Allen explained that the ability to bring groups with different opinions together is something Thomas hopes becomes a part of the missional identity of Covenant – that Covenant is recognized as a place where conversations happen well and communities come together across differences.
“We are called to be a ‘Love Letter’ from God to Austin,” Thomas said. “We saw in the Courageous Conversations last fall that several people attending were not Covenant members. Dealing with political polarization is not just an issue Christians need to address. We believe that as we work on being an alternative witness at Covenant, others will want to come and learn with us.”
Allen has lived in the Northeast, the Northwest and the Midwest, but Austin is home to his wife, Liz. When Allen started working as a consultant, the couple and their two sons were no longer tied to a place for Allen’s job. When Liz, a graduate of the University of Texas Law School, was offered a job in the Law School’s Development Office in 2017, they jumped at the chance to be closer to Liz’s family. Sam, 19, is a sophomore at Wesleyan University in Connecticut. Isaac, 17, is a senior at St. Andrew’s Episcopal School.

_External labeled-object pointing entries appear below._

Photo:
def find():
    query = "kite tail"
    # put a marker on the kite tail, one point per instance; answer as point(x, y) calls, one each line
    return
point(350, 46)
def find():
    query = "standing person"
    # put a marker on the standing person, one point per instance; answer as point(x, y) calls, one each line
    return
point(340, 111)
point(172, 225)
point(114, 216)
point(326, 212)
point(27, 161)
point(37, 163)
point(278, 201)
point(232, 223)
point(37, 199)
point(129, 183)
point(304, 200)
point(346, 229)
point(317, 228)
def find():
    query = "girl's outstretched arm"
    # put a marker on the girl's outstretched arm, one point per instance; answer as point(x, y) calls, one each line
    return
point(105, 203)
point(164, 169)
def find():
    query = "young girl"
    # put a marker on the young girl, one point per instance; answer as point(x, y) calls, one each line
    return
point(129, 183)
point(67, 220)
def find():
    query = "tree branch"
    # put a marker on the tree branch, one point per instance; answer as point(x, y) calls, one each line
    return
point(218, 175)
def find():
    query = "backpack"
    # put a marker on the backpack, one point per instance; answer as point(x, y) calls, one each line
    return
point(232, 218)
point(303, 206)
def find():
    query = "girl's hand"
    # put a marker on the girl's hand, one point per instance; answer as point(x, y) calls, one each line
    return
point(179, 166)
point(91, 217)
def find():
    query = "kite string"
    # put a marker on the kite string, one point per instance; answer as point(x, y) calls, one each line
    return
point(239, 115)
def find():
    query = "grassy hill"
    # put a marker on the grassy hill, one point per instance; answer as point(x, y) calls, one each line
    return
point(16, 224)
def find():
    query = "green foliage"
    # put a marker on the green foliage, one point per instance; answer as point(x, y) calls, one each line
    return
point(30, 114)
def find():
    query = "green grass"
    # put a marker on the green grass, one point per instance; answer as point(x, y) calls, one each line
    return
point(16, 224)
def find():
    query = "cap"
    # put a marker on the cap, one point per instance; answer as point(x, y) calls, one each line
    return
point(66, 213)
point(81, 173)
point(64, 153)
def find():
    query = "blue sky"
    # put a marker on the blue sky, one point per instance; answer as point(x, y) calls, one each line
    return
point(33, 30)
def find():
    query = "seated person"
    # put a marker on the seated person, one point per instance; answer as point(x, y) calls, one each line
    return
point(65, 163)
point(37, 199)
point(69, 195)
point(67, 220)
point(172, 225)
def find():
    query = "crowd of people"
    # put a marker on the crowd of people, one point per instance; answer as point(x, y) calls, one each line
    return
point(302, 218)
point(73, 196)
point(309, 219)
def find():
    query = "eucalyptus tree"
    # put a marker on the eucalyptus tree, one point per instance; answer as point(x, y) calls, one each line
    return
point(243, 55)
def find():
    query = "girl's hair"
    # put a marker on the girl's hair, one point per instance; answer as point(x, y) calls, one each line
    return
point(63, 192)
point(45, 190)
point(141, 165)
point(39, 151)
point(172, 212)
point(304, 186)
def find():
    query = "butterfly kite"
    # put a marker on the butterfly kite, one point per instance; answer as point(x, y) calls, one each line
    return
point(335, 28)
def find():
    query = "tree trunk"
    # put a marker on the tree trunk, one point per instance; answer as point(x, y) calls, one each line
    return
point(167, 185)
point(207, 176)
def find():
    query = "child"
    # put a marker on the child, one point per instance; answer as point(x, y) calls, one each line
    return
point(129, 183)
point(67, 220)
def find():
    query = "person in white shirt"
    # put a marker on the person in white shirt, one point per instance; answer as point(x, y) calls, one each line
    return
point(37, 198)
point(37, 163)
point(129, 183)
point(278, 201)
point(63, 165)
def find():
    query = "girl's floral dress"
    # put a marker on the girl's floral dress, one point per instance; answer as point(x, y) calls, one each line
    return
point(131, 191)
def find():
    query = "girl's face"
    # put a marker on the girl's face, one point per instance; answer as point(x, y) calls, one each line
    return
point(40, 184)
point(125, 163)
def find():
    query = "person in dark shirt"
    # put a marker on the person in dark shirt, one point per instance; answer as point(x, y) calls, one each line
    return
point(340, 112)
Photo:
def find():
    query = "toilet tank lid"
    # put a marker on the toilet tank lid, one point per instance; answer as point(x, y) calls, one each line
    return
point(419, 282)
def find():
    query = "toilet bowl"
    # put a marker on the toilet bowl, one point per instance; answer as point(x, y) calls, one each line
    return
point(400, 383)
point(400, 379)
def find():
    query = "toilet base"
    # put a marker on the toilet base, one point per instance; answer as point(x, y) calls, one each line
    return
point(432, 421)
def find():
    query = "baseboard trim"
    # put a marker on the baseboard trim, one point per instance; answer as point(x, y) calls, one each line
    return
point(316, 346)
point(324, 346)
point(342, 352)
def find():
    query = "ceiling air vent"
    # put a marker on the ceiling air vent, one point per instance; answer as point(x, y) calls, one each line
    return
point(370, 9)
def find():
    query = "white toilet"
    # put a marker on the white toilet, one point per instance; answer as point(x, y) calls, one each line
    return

Being in Austin benefits Allen’s time at Covenant. “I’m looking forward to the chance to be in pretty steady relationships with the congregation and the staff over the course of these couple years. I get to be a part of the rhythm of the church,” Allen said.
“Allen is a brilliant theologian and a wonderful human being,” Thomas said. “He will be a dynamic presence in our congregation!”
“I am so excited to work with the people of Covenant,” Allen said. “Everything I’ve experienced so far makes me lean forward with anticipation of really good things that God can do in the mix that I bring and you all bring. I’m just very glad to be doing this work.”